Actually it's an 824 QXE, not a 724. I've read lots of good reviews and watched a few vids. They seem to perform well. Is this a pretty good price? Online they retail for around a grand. Comparing to my old Ariens 522ss this seems to be a better machine. Which would you all choose?


----------



## Ziggy65 (Jan 18, 2020)

Taryl video review of this machine and an Ariens.
You can skip to the 15:00 minute mark to see the machines blowing snow.


----------



## micah68kj (Oct 8, 2011)

Thanks for the vid. 
I've got an old Ariens 522ss. I'll probably just keep it. Even still, I may get this 724 QXE and resell it after I go over it.


----------



## jherbicide (Oct 14, 2021)

I have the 824 qxe and it is hands down my favorite snowblower I've ever used. Easiest to use, etc.

The Taryl video is not representative of my results with the machine; they even admit they waited too long and the snow had turned to ice; the job they did required a heavy 2 stage to perform adequately.

To caveat, I live in central Iowa, so depending on your snows your experience may vary. I don't know if I would recommend it for lake effect type snows or if you often encounter iced over snows like the Taryl video.

My full review:

Lurker learns a lot (Toro Snowmaster 824QXE first...


----------



## jherbicide (Oct 14, 2021)

And here is Paul's review, including his and others videos of the machine.

Toro SnowMaster 824 QXE Test On Pavement, Gravel And Turf. It Snowed! - MovingSnow.com


----------



## Akula636 (26 d ago)

Toro makes a good machine but man personally I hate those joystick chute controls.
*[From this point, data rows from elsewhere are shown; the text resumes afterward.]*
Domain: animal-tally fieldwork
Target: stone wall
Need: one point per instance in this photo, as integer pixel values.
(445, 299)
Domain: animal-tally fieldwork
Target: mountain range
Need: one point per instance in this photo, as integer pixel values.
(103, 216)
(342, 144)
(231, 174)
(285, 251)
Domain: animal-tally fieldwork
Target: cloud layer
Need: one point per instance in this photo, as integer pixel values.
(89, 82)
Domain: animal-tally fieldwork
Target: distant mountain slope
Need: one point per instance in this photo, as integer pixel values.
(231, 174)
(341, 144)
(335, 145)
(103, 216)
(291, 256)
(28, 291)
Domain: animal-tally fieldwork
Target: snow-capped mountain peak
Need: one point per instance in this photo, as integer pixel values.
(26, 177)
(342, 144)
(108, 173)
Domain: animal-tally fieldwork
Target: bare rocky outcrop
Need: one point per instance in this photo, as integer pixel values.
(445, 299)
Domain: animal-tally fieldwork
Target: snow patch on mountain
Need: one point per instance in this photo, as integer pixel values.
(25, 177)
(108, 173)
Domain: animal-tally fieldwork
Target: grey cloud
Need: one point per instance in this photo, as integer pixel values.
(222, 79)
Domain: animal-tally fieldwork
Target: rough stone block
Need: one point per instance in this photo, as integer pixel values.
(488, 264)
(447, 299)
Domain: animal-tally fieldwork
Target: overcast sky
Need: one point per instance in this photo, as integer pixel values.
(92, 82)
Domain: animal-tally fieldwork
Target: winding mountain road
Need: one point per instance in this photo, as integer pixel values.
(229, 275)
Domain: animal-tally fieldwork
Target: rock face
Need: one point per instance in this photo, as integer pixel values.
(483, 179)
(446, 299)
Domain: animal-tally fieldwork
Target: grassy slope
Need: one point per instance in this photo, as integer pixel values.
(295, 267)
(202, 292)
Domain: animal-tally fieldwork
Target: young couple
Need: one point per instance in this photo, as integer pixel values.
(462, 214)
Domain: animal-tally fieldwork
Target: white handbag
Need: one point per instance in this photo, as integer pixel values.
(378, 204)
They jam up with snow easily and are not as ergonomic to use


----------



## jherbicide (Oct 14, 2021)

Akula636 said:


> Toro makes a good machine but man personally I hate those joystick chute controls. They jam up with snow easily and are not as ergonomic to use


Your mileage may vary, but I've hadn't a lick of trouble with mine, besides a bit of getting familiar while in actual operation.


----------